Sort of
Lawyers are right this minute arguing that Donald “91 felony indictments” Trump should be immune from criminal prosecution for acts he took during his White House tenure.
“Circuit judge Florence Pan is putting Trump lawyer John Sauer in a tough spot,” writes The Guardian’s Hugo Lowell.
Sauer is still arguing that Trump is not an “officer” of the U.S.
You can listen along to the arguments here.
On the SEAL Team Six scenario above, Brian Beutler takes on the argument that Trump should be held to a special standard. We all know how special he is, don’t we?
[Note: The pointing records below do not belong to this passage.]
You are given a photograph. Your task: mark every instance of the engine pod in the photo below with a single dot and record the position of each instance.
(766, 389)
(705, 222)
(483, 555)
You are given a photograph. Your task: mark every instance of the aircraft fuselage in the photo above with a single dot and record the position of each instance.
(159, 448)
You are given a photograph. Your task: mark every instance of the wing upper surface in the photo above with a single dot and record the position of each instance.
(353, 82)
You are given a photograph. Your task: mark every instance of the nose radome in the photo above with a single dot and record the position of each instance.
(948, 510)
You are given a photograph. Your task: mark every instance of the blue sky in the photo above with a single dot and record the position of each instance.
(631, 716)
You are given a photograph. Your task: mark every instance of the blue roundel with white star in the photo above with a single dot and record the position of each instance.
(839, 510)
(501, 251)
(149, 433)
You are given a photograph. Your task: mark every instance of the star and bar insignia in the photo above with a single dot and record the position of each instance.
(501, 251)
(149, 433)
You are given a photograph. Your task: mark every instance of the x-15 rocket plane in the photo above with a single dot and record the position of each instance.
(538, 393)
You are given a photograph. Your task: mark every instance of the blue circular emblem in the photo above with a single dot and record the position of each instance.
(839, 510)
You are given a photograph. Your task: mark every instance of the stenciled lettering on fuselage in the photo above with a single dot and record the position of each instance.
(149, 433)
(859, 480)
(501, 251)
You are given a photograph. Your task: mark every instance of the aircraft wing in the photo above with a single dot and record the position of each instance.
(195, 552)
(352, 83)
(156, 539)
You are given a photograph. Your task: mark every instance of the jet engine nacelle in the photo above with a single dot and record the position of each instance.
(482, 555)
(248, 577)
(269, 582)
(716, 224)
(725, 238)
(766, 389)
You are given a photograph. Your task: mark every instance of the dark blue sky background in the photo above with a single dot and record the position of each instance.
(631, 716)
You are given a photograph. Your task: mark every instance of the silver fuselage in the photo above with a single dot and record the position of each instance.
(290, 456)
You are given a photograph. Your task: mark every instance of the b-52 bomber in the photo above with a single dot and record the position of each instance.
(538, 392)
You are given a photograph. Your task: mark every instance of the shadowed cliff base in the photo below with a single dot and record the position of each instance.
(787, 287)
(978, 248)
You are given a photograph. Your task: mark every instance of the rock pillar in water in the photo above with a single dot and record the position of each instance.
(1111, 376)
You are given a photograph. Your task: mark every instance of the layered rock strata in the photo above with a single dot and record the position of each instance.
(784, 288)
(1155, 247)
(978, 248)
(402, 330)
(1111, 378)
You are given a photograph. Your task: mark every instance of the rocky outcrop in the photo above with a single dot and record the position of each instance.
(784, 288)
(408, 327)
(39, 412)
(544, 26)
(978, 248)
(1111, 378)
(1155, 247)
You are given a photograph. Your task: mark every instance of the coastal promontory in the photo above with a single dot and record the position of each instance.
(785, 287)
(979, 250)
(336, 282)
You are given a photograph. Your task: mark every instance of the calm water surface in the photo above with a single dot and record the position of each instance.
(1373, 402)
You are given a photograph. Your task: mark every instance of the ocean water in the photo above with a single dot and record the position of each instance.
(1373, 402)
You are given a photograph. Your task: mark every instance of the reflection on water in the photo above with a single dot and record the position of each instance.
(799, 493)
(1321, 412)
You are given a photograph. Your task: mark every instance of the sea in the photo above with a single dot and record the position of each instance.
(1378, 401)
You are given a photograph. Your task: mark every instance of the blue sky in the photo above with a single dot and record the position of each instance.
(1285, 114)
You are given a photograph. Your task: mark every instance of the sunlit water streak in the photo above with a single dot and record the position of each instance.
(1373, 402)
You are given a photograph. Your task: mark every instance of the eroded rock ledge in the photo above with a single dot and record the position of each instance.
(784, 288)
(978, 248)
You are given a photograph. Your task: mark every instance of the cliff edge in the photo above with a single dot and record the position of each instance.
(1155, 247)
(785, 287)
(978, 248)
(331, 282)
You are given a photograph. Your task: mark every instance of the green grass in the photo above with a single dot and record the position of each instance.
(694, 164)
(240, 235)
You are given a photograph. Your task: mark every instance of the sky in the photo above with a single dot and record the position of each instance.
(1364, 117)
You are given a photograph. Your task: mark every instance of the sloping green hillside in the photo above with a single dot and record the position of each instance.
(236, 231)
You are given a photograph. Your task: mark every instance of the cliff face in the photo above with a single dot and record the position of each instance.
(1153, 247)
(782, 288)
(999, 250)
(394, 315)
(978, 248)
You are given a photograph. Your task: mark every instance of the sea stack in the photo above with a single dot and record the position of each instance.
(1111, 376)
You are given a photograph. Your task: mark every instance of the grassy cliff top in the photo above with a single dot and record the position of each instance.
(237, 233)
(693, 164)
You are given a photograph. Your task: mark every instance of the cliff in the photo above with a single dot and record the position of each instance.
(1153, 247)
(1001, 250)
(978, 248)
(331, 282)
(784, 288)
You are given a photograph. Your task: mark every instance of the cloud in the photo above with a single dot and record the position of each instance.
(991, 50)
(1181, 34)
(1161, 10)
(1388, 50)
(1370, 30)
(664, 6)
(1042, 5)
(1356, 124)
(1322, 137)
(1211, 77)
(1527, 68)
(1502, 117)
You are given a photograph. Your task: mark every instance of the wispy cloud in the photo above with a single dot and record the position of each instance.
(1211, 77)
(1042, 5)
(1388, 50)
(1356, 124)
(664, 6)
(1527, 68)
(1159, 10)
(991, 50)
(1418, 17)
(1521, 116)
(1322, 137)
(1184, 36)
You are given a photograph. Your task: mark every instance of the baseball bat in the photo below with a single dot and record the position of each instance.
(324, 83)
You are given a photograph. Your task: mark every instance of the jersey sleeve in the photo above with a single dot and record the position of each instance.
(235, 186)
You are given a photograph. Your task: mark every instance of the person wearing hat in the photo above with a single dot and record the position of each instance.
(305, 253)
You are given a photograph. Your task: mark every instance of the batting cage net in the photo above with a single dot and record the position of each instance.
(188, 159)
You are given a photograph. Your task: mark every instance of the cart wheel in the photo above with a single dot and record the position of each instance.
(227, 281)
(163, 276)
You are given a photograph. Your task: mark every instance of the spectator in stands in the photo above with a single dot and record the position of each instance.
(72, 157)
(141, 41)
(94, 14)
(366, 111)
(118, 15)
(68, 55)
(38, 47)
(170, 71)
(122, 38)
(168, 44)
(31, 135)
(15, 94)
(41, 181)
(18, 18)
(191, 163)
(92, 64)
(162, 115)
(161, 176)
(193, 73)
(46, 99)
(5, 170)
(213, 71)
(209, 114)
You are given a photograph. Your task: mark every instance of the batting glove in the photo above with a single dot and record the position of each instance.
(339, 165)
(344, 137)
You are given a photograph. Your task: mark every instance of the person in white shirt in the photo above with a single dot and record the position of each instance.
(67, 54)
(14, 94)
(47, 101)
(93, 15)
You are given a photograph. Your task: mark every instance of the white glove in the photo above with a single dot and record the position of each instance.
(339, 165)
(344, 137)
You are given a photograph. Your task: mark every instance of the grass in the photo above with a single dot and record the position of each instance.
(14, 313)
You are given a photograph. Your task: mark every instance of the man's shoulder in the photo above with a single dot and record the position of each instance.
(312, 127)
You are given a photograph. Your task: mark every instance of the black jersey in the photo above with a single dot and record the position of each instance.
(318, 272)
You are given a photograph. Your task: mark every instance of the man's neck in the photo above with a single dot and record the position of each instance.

Beutler’s “We Can’t Afford Weak-Kneed Liberalism In The Trump Era” refers specifically to objections to disqualifying Trump from the ballot based on the 14th Amendment. Just to get you started:
Boiled down, the argument is this: Donald Trump should be held to a special standard, not written into the Constitution, because applying the law to him faithfully is unfair to Republicans, and may allow them to engage in tit-for-tat retribution.
Both of these objections are easily refuted.
Consider Jonathan Chait’s most recent piece, restating his opposition to the disqualification effort, which he describes as a “gambit.”
Chait maintains his objection is political, not legal, but it is actually both—he’s making a case for the Supreme Court to invent new law to reach what he believes would be a politically expedient outcome.
The legal aspect of his reasoning centers on standards of evidence: The allegation that Trump “engaged in insurrection” is contestable, and since Trump contests it, the public will never fully accept his disqualification. The Supreme Court should thus reverse state-level decisions disqualifying him on what are ultimately due-process grounds.
Politics may be animating this argument, but it is an argument about the law and how it should be applied. The legal question of whether Trump’s conduct matches the meaning of “engaged in insurrection” is at the heart of all academic and judicial opinions supporting his removal from the ballot. Chait appears driven by fear of the consequences of applying the law to Trump, so he’s adopted the legal view that the 14th amendment shouldn’t be applied to Trump without the strictest possible scrutiny. That’s a legal mechanism—it just happens to be an atextual one.
THE FAFO DOCTRINE
The unfairness point is easiest to rebut. Chait argues Trump should be held to this invented standard under the law because, “the timing and political stakes of this case require incontestable certainty.” It’d be wrong to apply the law as written (no criminal conviction required!) because it’d be unfair to Republicans. “If the Court were contemplating a Trump disqualification a year or two ago, when the Republicans had more time to organize their alternatives, it might have allowed a more forgiving threshold of truth,” he argues.
The glaring weakness here is that Republicans are real adults, making decisions for themselves, with a mix of real and fake information, and the fact that their leader engaged in insurrection and might thus be disqualified from office was not hidden from them at any point. They called it an insurrection. They acknowledged Trump’s culpability. Then they decided to reanoint him as their leader. This strikes me as Their Problem, not Our Problem.
And, oh-my-god, there is the risk of tit-for-tat by Republicans!
When playing procedural or constitutional hardball, be sure not to create new norms that sunder the whole constitutional order. Fortunately that is not a major concern here. It’s more an indication that Republican mind games are having their intended effect of making liberals doubt themselves.
I’ve watched Democrats cringe like abused spouses since at least the GOP sweep of 1994. “But what will Republicans do?” (To us.) They pull their punches. They often don’t throw any. What if they call us bullies?
Who wants to vote for that?
Update:
What if we don’t win by being blandly palatable but rather by saying what we’re for?